Press Release

DBRS Comments on M&T Bank Corp.’s 4Q12 Results; Ratings Unchanged – Senior at A (low), Stable Trend

Banking Organizations
January 17, 2013

DBRS, Inc. (DBRS) has today commented that its ratings for M&T Bank Corporation (M&T or the Company), including its A (low) Issuer & Senior Debt rating, are unchanged following the release of the Company’s 4Q12 results. The trend on all ratings is Stable. M&T reported net income available to common shareholders of $276.6 million for 4Q12, up from $273.9 million for 3Q12. On a QoQ basis, higher earnings benefited from higher mortgage banking revenues and loan growth. Specifically, higher QoQ earnings were driven by a 1.1% increase in total revenues, partially offset by a 1.6% increase in non-interest expense and a 6.5% increase in provisions for loan losses.

Importantly M&T continues to reflect solid balance sheet fundamentals. The Company’s loan portfolio has grown for five consecutive quarters, including 3.9% growth during 4Q12. Meanwhile, asset quality remains sound.

Benefiting from the low interest rate environment, the company reported a significant $9.7 million, or 9.1%, linked-quarter increase in mortgage banking revenues, which drove the Company’s solid 1.7% increase in non-interest income. Higher non-interest income also reflected increased levels of trading account/foreign exchange gains (up $1.9 million), trust income (up $1.2 million) and brokerage services income (up $758,000). On an operating basis, excluding securities gains/losses, and other-than-temporary-impairment (OTTI) charges of $14.5 million in 4Q12 and $5.7 million in 3Q12, M&T’s fee income increased by a high 3.7% sequentially.

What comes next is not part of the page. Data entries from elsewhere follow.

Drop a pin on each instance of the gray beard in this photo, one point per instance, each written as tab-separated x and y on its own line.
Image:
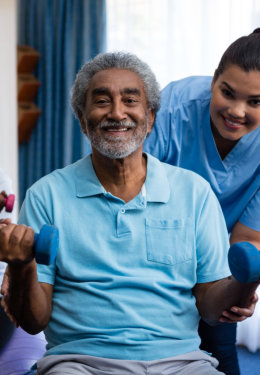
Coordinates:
116	149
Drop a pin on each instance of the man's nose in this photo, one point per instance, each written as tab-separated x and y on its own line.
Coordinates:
237	110
117	111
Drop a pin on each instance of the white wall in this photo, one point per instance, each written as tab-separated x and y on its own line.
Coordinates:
8	94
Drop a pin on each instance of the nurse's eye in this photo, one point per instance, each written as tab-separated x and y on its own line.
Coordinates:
227	93
254	102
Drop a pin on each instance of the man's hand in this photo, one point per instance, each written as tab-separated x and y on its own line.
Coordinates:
4	292
16	243
238	314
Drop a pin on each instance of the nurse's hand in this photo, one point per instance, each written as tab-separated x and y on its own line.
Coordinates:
238	314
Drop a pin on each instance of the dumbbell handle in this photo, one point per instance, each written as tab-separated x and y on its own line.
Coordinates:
9	202
46	244
244	262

Meanwhile, spread income increased by 0.7% on a linked-quarter basis, due to a 1.4% increase in average earnings assets, somewhat offset by a 3 bps narrowing of net interest margin (NIM) to a still solid 3.74%. Higher average earning assets reflected a $1.5 billion, or 2.4%, increase in average loans. Positively, loan growth was fairly broad-based, led by higher levels of residential mortgages (up $790 million), commercial & industrial loans (up $491 million) and commercial real estate loans (up $338 million). DBRS notes that M&T’s loan growth continues to benefit from a large competitor’s divestiture in western New York. Meanwhile, the narrower NIM was primarily driven by lower loan yields.

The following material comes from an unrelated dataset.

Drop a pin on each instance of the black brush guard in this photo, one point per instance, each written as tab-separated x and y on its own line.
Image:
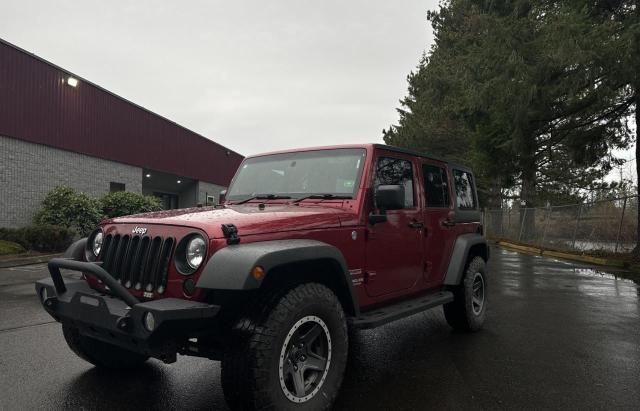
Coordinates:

During 4Q12, expenses were well managed, and increased a moderate 1.6%. The increase in QoQ expenses mostly reflected a branch operating loss related to a customer who misappropriated funds. Higher expenses also reflected a $2.1 million, or 25.9% increase, in the cost of printing/postage supplies and a $1.3 million, or 0.4% increase, in salaries & employees benefits. DBRS anticipates that future expenses will remain well managed.

Despite the difficult operating environment, M&T’s asset quality remains sound. Specifically, at December 31, 2012, nonaccrual loans represented a manageable 1.52% of net loans, up from 1.44% at September 30, 2012. The increase in nonaccrual loans was mostly attributable to the addition of $64 million of loans with a single borrower. Importantly, these loans are fully secured by residential real estate. Moreover, the Company determined that no specific reserve was warranted. Meanwhile, 4Q12 net charge-offs represented a low 0.27% of average loans, up modestly from 0.26% for 3Q12. Finally, DBRS notes that M&T’s allowance for credit losses remains adequate at 1.39% of total loans.

The Company’s solid funding profile is underpinned by a low cost core deposit base which mostly funds its loans. Rounding out its liquidity profile, M&T has a moderately sized securities portfolio and ample access to the FHLB and the Federal Reserve, should additional funding be necessary.

Reflecting M&T’s fairly conservative risk profile, the Company has historically operated with a moderately sized capital position. During 4Q12, M&T’s capital profile improved, as its tangible common equity ratio increased to 7.20% at December 31, 2012, up from 7.04% at September 30, 2012 and its estimated Tier 1 common ratio increased to 7.57%, up from 7.47%, respectively.

Notes:
All figures are in U.S. dollars unless otherwise noted.

[Amended on May the 23rd, 2014 to remove unnecessary disclosures.]